4/ A patient must trust their doctor, they must trust that the advice being given to them is evidence based, in their best interests, and the benefits-risks have been weighed up carefully.
5/ As ever, I have seen the graphs, the case numbers, the fear, the escalating situation in many European countries. And it’s easy therefore to accept that our approach has been correct, that we have been ahead of the game, we’ve done better than most. And maybe that’s right.
6/ But genuinely I’m in two minds. There is on the other hand equally good data from others to raise many questions, questions about the data and our approach that haven’t been answered
7/ case numbers were already falling in level 3, before level 5. Community acquired infections vs hospital acquired, ICU cases, ICU capacity (and for the record - ICUs in Ireland are essentially full all the time, independent of Covid)

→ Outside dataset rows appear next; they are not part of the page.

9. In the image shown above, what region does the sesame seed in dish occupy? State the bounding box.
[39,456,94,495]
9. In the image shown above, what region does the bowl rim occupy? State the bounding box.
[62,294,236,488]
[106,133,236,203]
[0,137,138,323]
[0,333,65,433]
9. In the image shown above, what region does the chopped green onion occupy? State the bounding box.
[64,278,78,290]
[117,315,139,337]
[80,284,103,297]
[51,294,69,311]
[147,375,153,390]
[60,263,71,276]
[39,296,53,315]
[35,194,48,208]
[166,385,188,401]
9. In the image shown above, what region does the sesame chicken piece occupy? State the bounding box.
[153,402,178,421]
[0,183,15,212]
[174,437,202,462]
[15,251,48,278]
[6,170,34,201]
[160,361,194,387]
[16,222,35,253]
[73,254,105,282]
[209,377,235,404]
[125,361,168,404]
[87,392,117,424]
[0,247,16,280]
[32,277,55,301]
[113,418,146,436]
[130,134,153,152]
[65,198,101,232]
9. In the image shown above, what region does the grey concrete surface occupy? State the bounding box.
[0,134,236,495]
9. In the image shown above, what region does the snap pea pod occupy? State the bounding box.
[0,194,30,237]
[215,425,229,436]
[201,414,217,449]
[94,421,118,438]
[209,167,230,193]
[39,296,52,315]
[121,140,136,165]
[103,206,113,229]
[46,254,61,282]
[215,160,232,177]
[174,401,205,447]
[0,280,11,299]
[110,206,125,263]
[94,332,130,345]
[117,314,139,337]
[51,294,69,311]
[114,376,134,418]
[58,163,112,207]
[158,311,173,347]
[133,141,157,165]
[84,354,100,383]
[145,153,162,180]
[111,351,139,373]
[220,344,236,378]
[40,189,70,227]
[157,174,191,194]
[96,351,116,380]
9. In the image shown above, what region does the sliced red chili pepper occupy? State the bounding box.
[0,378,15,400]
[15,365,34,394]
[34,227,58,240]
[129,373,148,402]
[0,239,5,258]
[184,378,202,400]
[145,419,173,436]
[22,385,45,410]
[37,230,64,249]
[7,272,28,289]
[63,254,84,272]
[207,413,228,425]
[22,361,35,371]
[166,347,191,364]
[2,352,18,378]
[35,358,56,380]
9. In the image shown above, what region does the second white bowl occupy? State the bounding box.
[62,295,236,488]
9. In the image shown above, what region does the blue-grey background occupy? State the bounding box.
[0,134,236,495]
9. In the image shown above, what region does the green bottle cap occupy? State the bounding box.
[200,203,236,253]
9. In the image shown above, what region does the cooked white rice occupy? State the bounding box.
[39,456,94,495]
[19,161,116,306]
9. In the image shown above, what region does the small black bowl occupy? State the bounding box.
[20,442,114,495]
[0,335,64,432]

8/ The false positives for the PCR test, the amplification cycles for the test potentially picking up miniscule viral remnants which are non infectious. Personally I think the truth is somewhere in the middle.
9/ I think parts of lockdown are to simply protect the public hospital system as it’s always completely overwhelmed anyway this time of year (trolley crises, swamped ED departments, winter plans, cancelled elective surgeries and procedures, budget overruns, etc).
10/ Maybe it’s to kick the can down the road with regard to trying to fix the gaping problems in the public healthcare system.
11/ Maybe it’s the fear in government of any Covid mortality from a political point of view, but yet ignoring the ever building numbers all of physical and mental health issues.
12/ Maybe it’s a misguided belief that it’ll be easier to deal with the economic devastation from a pr perspective than with Covid.
13/ I think the approach has of course been to try and save lives, but there must be a willingness to listen to others, to defend ones viewpoint with facts and science, and to debate whatever other data is presented.
14/ For me, there are an ever increasing number of valid questions that I’d love to see rationally discussed. I’m not an expert and hence I don’t feel qualified to debate the subject.
15/ I can form my own opinion on what I’ve read, but genuinely I’d like to see those with the expertise provide guidance having openly discussed and debated the counter viewpoints.
16/ Because at this point I fear the coach is losing the locker room.